Yayın tarihi: 31 Mart 2023 Cuma 12:04 pm - Güncelleme: 31 Mart 2023 Cuma 12:04 pm

Hizbullahçı Mithat Yılmaz, örgüt adına 32 kişinin infaz edildiği eylemlere katıldığı gerekçesiyle ağırlaştırılmış müebbet hapis cezasına çarptırıldıktan sonra ‘adil yargılanmadığı’ gerekçesiyle tahliye edildi. Yeniden yargılanmak üzere tahliye eden Hizbullahçılar tartışma yaratırken, Hakim Oktay Kuban, gerekçeli kararında örgütün nihai amacını tek tek anlattı.
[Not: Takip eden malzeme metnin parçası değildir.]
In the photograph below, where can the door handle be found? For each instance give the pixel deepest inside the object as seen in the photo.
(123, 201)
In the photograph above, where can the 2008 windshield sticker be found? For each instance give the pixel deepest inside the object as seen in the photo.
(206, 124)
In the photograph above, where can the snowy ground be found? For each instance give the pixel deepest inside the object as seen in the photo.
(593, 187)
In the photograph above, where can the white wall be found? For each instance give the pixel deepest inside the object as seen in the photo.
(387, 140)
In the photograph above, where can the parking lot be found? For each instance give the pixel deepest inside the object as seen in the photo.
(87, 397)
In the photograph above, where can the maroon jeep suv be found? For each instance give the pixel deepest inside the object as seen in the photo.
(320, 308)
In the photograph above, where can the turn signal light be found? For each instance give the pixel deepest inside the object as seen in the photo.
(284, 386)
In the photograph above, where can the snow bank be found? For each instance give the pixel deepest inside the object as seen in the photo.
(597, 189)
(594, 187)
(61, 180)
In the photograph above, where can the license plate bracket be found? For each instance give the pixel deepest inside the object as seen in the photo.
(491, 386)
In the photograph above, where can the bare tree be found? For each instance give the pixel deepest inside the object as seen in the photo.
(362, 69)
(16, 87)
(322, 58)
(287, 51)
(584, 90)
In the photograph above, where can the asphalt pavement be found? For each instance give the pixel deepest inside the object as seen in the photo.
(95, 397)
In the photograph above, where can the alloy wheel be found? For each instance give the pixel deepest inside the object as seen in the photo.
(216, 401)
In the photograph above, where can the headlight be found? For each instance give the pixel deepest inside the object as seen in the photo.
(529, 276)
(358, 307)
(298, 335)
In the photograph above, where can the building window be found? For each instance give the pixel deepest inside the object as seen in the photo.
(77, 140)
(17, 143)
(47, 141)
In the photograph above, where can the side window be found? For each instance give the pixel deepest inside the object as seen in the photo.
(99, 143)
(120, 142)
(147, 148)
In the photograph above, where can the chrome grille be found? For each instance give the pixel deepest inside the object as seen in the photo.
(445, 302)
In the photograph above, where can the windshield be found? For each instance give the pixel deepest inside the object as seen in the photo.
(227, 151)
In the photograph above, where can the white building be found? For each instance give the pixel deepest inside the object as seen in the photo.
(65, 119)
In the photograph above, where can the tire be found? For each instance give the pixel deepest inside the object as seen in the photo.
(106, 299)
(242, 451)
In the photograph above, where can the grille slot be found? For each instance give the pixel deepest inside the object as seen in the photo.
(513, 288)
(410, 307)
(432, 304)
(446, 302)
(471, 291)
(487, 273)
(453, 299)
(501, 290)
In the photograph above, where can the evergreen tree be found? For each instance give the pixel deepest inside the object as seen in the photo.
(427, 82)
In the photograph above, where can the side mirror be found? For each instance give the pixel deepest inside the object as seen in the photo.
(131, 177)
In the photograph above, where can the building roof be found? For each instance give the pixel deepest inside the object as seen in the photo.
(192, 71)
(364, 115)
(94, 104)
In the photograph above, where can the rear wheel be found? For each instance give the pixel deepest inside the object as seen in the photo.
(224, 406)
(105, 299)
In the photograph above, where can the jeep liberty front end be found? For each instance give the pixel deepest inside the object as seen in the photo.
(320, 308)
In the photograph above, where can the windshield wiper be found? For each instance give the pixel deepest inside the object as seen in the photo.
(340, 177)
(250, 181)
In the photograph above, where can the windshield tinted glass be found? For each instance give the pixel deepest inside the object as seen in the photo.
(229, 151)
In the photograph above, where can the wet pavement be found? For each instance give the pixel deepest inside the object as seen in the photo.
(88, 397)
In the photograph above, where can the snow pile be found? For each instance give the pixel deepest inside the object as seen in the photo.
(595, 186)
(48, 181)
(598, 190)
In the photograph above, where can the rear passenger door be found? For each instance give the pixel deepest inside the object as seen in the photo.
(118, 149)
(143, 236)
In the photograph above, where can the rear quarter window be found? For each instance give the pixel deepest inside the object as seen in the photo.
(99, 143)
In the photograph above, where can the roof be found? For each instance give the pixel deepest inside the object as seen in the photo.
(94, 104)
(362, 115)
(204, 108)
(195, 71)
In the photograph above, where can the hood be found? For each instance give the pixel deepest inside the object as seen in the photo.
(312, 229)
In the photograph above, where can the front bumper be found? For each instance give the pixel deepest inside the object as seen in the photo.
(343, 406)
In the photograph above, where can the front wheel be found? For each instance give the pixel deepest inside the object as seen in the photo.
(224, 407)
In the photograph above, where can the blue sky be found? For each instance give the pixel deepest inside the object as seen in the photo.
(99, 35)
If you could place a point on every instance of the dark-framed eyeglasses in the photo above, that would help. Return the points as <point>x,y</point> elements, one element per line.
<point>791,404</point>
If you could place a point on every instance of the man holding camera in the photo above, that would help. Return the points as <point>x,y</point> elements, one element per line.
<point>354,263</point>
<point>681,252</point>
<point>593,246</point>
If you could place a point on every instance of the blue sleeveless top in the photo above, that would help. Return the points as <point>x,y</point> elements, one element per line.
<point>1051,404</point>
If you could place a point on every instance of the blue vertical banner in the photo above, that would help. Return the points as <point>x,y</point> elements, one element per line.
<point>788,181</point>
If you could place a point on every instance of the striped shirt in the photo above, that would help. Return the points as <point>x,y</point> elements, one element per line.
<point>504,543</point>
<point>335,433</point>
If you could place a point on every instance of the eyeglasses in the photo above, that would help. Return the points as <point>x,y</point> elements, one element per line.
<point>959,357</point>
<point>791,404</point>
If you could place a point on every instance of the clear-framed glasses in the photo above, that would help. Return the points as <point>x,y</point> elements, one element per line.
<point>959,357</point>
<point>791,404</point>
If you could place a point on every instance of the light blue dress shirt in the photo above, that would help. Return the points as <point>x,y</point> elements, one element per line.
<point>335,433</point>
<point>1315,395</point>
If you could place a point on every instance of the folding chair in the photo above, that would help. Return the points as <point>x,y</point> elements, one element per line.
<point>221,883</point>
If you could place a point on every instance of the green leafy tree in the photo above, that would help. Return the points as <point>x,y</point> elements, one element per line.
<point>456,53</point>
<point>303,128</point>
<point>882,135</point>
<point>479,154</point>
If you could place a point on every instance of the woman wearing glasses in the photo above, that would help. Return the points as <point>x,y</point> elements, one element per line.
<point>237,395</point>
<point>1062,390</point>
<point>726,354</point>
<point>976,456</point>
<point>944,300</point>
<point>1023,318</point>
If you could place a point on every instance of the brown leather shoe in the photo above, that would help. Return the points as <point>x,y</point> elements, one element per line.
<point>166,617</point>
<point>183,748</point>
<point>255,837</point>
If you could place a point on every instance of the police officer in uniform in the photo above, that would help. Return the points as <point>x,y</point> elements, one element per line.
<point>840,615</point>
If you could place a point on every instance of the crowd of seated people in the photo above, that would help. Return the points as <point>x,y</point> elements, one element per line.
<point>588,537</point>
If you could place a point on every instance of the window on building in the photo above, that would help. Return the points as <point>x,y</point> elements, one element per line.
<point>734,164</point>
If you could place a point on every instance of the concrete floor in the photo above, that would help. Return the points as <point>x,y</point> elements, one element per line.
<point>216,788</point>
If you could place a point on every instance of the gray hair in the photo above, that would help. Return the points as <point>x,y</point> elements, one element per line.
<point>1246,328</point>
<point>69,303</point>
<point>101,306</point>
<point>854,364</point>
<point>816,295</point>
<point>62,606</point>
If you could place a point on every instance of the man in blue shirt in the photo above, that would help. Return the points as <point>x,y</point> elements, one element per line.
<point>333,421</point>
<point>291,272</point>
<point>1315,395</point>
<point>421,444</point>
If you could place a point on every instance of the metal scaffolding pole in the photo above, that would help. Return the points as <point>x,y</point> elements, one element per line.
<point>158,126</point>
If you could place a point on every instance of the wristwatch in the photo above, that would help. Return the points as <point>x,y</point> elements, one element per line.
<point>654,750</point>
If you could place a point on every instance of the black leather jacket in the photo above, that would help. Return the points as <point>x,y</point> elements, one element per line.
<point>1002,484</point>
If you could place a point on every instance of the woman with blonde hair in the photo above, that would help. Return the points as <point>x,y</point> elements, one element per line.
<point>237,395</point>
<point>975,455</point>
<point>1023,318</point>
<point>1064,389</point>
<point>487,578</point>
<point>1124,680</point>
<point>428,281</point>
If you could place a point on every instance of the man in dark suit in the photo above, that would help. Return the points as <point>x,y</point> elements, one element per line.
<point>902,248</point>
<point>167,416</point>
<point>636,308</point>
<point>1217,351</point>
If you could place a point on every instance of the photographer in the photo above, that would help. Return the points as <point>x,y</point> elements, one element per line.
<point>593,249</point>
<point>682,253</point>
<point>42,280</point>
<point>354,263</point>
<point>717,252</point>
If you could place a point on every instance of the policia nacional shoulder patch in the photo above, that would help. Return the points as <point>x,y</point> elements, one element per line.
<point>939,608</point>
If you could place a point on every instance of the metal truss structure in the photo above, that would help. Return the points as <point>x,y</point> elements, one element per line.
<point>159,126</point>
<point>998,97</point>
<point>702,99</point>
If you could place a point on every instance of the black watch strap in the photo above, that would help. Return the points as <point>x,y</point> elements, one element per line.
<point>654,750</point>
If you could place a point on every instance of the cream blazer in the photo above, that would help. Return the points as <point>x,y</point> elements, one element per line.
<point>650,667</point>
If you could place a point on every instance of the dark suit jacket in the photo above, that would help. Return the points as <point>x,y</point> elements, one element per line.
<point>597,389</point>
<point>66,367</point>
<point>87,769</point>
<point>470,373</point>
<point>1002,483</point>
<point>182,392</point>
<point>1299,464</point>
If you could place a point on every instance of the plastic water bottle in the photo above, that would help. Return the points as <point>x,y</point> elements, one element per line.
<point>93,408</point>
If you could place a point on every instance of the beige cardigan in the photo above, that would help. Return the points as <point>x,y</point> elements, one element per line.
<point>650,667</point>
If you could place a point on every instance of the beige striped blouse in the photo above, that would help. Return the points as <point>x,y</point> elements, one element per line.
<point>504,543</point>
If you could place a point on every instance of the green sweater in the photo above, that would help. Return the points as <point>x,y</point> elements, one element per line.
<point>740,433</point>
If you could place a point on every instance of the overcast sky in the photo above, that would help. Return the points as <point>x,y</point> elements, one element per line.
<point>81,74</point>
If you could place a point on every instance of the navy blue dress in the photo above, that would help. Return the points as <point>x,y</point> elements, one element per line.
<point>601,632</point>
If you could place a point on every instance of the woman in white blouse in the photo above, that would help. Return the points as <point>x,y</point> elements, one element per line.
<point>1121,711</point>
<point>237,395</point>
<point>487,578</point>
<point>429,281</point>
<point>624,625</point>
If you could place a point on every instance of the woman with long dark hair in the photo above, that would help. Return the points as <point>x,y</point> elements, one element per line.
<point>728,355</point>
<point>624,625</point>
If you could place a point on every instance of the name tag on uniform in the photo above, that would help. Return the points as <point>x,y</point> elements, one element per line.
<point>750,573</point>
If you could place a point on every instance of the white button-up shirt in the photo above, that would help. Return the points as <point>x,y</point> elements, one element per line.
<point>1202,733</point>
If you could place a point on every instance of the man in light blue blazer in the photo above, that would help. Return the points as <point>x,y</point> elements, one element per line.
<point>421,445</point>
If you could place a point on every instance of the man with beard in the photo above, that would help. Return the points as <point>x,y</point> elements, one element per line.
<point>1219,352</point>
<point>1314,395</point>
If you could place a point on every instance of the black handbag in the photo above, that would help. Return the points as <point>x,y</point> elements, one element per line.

AKP listelerinden seçime girecek olan ve Cumhur İttifakı’na desteğini açıklayan HÜDA-PAR’ın Hizbullah bağlantısı hakkındaki tartışmalar sürüyor. ‘Adil yargılanmadığı’ gerekçesiyle yeniden yargılanmak üzere tahliye edilen Hizbullahçıların hakkında hazırlanan gerekçeli kararda, örgütün hedefinin ulus devleti yok etmek olduğu ve kendinden olmayan toplumun bütün kesimlerini “Kafir” olarak gördüğüne dikkat çekildi.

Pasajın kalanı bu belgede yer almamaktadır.